For the evening, we are drawn to Hackescher Markt, where we end up in a tourist trap, are addressed by the waiter in English and are served a dried-out broiler. But the walk back to the mooring via the now deserted Museum Island leaves a lasting impression. In the light of the lanterns, the bullet holes from the spring of 1945 are still visible in the colonnades of the Alte Nationalgalerie. A little further on, on the steps to the entrance of the Bode Museum, a young Ukrainian woman is playing Brahms.
At nine o'clock we vacate our berth on Schiffbauerdamm and the space is immediately taken over by a happy newcomer.
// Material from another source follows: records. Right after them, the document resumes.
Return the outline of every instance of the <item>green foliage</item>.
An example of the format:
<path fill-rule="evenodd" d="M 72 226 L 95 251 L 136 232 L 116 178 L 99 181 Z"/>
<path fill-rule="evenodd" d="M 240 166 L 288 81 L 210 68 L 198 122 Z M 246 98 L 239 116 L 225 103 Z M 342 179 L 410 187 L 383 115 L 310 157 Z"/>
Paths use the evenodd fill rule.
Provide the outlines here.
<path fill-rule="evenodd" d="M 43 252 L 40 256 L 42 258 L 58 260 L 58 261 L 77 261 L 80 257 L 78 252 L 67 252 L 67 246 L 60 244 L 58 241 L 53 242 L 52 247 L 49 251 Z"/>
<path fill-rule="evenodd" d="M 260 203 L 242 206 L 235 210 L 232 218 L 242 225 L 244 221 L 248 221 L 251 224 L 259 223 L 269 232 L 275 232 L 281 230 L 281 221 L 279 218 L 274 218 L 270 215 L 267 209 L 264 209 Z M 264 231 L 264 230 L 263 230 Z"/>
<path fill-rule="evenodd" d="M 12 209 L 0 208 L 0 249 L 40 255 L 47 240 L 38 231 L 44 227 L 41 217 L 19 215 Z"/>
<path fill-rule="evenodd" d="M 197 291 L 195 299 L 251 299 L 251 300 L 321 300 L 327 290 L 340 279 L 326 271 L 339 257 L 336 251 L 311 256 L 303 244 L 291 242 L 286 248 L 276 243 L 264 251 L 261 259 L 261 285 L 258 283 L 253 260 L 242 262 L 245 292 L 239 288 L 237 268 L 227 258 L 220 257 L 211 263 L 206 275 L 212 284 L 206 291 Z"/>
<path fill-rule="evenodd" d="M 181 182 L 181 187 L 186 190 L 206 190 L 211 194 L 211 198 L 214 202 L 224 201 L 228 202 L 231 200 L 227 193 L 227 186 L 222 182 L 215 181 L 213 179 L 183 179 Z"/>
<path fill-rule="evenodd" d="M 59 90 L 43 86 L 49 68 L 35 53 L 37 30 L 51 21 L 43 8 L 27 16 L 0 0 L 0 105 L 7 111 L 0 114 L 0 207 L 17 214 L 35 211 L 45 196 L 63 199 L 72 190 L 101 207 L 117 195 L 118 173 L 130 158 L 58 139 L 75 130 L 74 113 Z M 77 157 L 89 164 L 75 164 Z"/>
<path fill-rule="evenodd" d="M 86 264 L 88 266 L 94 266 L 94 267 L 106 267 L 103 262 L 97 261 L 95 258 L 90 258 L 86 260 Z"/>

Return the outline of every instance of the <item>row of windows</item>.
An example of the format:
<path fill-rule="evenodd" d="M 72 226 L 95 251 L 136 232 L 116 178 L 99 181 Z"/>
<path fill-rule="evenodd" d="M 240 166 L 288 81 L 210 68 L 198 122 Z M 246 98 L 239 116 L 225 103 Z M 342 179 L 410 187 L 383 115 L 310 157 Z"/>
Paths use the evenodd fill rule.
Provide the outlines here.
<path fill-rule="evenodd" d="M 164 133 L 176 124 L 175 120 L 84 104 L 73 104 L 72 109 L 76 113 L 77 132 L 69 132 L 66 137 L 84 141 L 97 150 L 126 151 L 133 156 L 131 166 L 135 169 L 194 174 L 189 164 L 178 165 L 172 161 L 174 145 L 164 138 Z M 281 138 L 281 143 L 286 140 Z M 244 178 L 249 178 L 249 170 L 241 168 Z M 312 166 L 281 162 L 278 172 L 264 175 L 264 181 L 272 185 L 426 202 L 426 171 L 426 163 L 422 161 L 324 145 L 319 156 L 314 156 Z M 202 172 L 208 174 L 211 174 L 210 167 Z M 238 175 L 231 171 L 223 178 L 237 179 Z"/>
Because the pier is full. The aroma of coffee and fresh bread rolls from a riverside café drifts across the water as we continue along the Spree, following in the footsteps of the previous day, until after the Mühlendamm lock we are no longer bound by the time limit. The journey through Berlin continues, only Mitte is now passé.
To be continued
We travelled on a Linssen Grand Sturdy 35 A C Intero from EastWest Charter (see below): Length: 10.70 m, width: 3.40 m, beds: 4 (in 2 double cabins with shower and WC). The steel displacement vessel is very extensively equipped, including bow and stern thruster, chart plotter and WLAN with unlimited data volume. The hire price is from €298 per day for a minimum stay of seven nights. An inland boating licence is required for the boat and area.
The boat belongs to the fleet of EastWest Charter. The company has a total of four bases in north-east Germany: Zehdenick, Potsdam, Kröslin and Rechlin. They offer various Linssen models in different sizes and with different numbers of berths. East-West Charter is a member of the Linssen Boating Holidays association. Contact: EastWest Charter, Waldstrasse 10, 16792 Zehdenick, Tel. 03307 4218045.
The greater Berlin area has an excellent commercial nautical infrastructure that fulfils all requirements. There are also 16 public moorings for pleasure craft. Their use is mostly free of charge, but there is no service and use is limited to 24 hours.
There are big differences in terms of location and connections. In the Berlin-Mitte area described above, they are the only option for an overnight stay. However, you can easily reach the city centre from other parts of the city by public transport. We used the following two moorings: Bundesratsufer (Spree-Oder waterway, km 11.9 RU, below the Lessing Bridge) and Schiffbauerdamm (SOWkm 15.3 RU, above the Marschall Bridge).
From 1 April to 31 October, daily between 10.30 a.m. and 7 p.m., navigation on the Spree-Oder waterway between km 12.01 (Lessing Bridge) and km 17.8 (Mühlendamm Lock) is only permitted for vessels equipped with a registered, approved and operational VHF radiotelephone. This also applies to pleasure craft. All other boats must pass outside this restricted period. Mooring at the Schiffbauerdamm jetty is permitted.